先知也遇到了前所未有的難題,他苦思冥想。想得頭髮一夜間染上白霜,想得面目變得瘡痍,都沒有想到一個好的解決辦法。

先知長嘆一聲!看來人類的災厄,無法避免,只能用天意來定奪。他知道暗黑森林裏還有一種另類生物,巨鳥!巨鳥暗黑森林唯一一隻可以說人話的鳥。

先知要想從它口裏得知那一顆是善,那一顆是惡,就得犧牲掉嬰兒其中一顆必須放棄的頭顱。嬰兒嗷嗷叫着,很弱小的樣子,被先知用自己的衣衫殘袍給包裹住送到巨鳥面前。

巨鳥的眸光透着貪婪和望欲,一動不動地盯着動手動腳,呀呀側小嘴的嬰兒。忽然震動巨大的翅膀,倏然展開來,遮擋住先知的視線,猛然一口啄食掉嬰兒其中一顆頭顱,並且及時吐出神奇的唾液止住嬰兒頭顱下面的血液。

巨鳥的唾液不但可以止血,還可以起到融合創口的奇效。要不然先知也不會,冒這麼大的風險,把嬰兒抱來讓巨鳥抉擇出善惡來。

嬰兒沒有哭鬧,全靠巨鳥的唾沫。它的唾沫起到麻醉作用,在血液止住傷口癒合後,那顆放棄的頭顱在被巨鳥啄食後,只是給嬰兒帶來螞蟻尾刺夾一下那麼丁點疼痛感。

但是先知還得儘快把嬰兒抱走,並且隱藏起來。因爲他知道巨鳥就一貪婪成性的傢伙,嬰兒的頭顱鮮嫩可口。一旦它飢餓時,就會不擇手段的想要吃掉整個嬰兒。 101 未知謀略(寒梅鎮)

巨鳥一對滴溜溜轉動的眼珠子。就像一面凹凸鏡,看着先知的身影消逝在視線裏,勾形嘴角張開來,一下子就吐出啄食掉的那顆嬰兒頭顱。

沒有身子的嬰兒,最終落在暗黑森林精怪的手中。先知怎麼也沒有預料到,曾經受過他恩惠的巨鳥,早就給精怪狼狽爲奸,達成同盟軍預備要大舉進犯地球上的人類。

巨鳥啄食下的是善,留下在身子上的惡。當然這些,先知是無法預料到的。

精怪利用自己的力量,賜予了善一副不同於人類的軀體。蝙蝠的身子,人的頭顱,帶着巨大的翅膀翱翔在暗黑森林上空。以吸食血液爲主,吞噬腐肉,霸佔人類靈魂,成爲精怪之後的暗黑森林,第二統治人選。
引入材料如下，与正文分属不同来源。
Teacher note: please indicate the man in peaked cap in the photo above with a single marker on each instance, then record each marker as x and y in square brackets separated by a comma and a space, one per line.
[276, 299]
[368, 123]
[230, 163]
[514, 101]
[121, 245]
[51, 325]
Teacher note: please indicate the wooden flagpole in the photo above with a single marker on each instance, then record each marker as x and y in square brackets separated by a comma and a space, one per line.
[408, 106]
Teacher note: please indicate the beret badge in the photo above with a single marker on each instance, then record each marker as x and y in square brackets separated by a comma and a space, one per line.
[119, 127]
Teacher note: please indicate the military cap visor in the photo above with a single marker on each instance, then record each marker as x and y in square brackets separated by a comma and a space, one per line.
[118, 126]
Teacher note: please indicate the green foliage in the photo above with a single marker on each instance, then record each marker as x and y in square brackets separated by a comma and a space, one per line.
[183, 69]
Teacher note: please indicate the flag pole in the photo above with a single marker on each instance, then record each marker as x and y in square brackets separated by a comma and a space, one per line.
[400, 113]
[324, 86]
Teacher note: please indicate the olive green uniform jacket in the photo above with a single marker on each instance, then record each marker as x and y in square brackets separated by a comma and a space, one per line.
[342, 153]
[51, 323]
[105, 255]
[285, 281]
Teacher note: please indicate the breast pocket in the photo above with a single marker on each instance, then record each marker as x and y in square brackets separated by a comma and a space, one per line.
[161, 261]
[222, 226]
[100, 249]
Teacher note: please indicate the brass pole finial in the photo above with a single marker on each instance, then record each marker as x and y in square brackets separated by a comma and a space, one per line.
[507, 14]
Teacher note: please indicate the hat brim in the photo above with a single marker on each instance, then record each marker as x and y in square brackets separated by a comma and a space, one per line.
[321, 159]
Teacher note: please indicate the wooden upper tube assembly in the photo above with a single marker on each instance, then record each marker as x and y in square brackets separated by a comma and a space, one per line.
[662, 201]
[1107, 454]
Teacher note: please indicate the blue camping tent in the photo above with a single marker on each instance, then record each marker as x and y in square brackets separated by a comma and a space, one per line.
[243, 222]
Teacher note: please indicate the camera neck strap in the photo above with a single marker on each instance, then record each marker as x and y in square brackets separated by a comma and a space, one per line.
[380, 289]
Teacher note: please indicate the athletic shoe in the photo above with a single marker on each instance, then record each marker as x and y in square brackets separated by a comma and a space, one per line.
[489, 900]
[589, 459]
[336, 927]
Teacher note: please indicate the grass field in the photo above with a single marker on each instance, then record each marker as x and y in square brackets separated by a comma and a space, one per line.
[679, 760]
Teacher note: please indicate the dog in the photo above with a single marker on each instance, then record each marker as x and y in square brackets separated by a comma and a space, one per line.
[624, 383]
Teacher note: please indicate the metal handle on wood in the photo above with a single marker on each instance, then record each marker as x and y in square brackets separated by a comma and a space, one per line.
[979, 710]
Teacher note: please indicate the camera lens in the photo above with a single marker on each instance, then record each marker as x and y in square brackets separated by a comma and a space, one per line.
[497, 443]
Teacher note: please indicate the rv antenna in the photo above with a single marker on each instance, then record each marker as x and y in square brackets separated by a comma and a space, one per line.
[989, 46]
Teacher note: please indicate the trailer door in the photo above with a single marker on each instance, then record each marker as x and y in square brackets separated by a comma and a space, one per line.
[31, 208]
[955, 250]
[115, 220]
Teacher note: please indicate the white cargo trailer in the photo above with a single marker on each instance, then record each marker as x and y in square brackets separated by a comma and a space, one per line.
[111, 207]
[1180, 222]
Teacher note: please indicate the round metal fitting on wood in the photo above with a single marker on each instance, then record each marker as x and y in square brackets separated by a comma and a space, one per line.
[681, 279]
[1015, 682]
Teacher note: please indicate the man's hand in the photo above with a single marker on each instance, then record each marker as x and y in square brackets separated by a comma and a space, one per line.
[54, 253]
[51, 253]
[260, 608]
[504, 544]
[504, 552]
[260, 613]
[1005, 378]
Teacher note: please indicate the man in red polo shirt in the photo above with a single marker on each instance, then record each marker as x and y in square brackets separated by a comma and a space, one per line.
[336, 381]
先知帶着惡,東躲西藏,最終把他交付給上帝,成爲懲惡揚善的驅魔人。

鍾奎似乎陷入在對故事的回味中,粗眉毛擰得就像麻繩。久久凝視着那部書上,那一行他看不懂的文字出神。

蔣蓉問:“這個故事的寓意是什麼?”

誌慶意味深長的瞥了她一眼道:“環境塑造人的特性,人羣造就人的本性。但是環境可以造就一個人,也會毀掉一個人。”